10.29.2018

Media, Health Leaders, & Advocates Weigh in on Question 1

Globe Editorializes Against Question 1

Last week, The Boston Globe weighed in on Question 1 to urge a NO vote.

The Globe wrote:

“… Question 1 would probably have costs and consequences for access to care: adding up to $1 billion a year in expenses, hurting community hospitals, reducing the number of psychiatric beds, and sidelining other caregivers. The question’s proponents need to demonstrate to voters why they should accept those risks. They haven’t. In fact, there is no conclusive evidence that a nurse staffing law will lead to better care. And without clear evidence, a yes vote on Question 1 represents too much of a gamble for a health care system that is already considered one of the best in the world …. Massachusetts hospitals typically lose money on behavioral health and already have trouble hiring psychiatric nurses. If the ratios go into effect, the lack of available nurses, plus the cost, would force many of those providers simply to close units. The state could be losing an estimated 1,000 psychiatric beds, in the midst of an opioid epidemic.”

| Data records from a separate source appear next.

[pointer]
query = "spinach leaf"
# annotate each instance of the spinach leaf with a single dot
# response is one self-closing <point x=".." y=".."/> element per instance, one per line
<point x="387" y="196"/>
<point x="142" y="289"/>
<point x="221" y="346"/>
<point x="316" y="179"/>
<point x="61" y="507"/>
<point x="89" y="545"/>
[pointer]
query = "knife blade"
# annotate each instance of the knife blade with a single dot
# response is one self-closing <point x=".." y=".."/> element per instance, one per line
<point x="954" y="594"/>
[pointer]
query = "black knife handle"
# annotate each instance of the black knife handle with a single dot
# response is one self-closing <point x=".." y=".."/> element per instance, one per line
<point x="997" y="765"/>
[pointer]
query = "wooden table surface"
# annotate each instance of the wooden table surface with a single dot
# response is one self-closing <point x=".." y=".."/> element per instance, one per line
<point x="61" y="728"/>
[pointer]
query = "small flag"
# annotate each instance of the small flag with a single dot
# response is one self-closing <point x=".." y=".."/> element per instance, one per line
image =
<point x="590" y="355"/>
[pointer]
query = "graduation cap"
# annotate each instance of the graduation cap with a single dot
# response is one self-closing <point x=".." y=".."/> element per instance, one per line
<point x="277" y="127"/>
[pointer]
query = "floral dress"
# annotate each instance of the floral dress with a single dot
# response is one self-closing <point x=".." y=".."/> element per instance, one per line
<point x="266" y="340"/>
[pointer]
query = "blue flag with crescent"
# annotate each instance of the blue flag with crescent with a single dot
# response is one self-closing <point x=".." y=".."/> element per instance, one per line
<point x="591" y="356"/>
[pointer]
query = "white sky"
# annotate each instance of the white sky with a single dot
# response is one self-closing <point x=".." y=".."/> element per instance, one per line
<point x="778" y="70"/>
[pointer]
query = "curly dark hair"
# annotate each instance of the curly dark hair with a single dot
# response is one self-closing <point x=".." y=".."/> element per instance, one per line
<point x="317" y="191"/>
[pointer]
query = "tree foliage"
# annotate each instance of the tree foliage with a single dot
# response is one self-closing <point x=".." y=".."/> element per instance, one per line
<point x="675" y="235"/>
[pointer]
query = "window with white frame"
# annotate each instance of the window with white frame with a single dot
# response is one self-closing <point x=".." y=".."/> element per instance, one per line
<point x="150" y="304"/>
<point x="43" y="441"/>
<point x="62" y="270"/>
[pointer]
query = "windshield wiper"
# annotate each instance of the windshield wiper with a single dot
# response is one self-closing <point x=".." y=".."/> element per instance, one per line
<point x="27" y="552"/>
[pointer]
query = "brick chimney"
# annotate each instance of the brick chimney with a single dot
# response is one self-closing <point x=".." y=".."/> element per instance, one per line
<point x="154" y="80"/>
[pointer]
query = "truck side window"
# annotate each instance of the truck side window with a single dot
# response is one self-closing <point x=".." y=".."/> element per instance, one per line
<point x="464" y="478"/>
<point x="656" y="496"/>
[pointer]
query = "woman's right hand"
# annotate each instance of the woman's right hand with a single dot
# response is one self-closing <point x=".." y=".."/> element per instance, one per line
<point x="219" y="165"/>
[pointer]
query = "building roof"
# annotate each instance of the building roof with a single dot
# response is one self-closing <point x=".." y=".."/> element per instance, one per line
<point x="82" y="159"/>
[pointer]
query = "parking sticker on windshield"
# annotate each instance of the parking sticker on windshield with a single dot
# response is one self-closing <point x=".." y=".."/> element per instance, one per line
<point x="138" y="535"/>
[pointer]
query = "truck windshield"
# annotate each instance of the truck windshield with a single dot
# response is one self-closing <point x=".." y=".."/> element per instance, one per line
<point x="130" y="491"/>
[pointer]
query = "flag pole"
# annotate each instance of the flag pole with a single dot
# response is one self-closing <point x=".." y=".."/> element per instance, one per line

Addressing a common question among voters – namely, why a question regulating patient care is even up for a public vote, as opposed to at least undergoing reasoned legislative deliberations – the Globe wrote:

“The union’s efforts on Beacon Hill have failed for a reason. There’s not enough evidence that making hospitals hire more registered nurses would further the overarching goals of access, affordability, and quality, and too many reasons to fear it might backfire on all three.”

Read the full Boston Globe editorial here.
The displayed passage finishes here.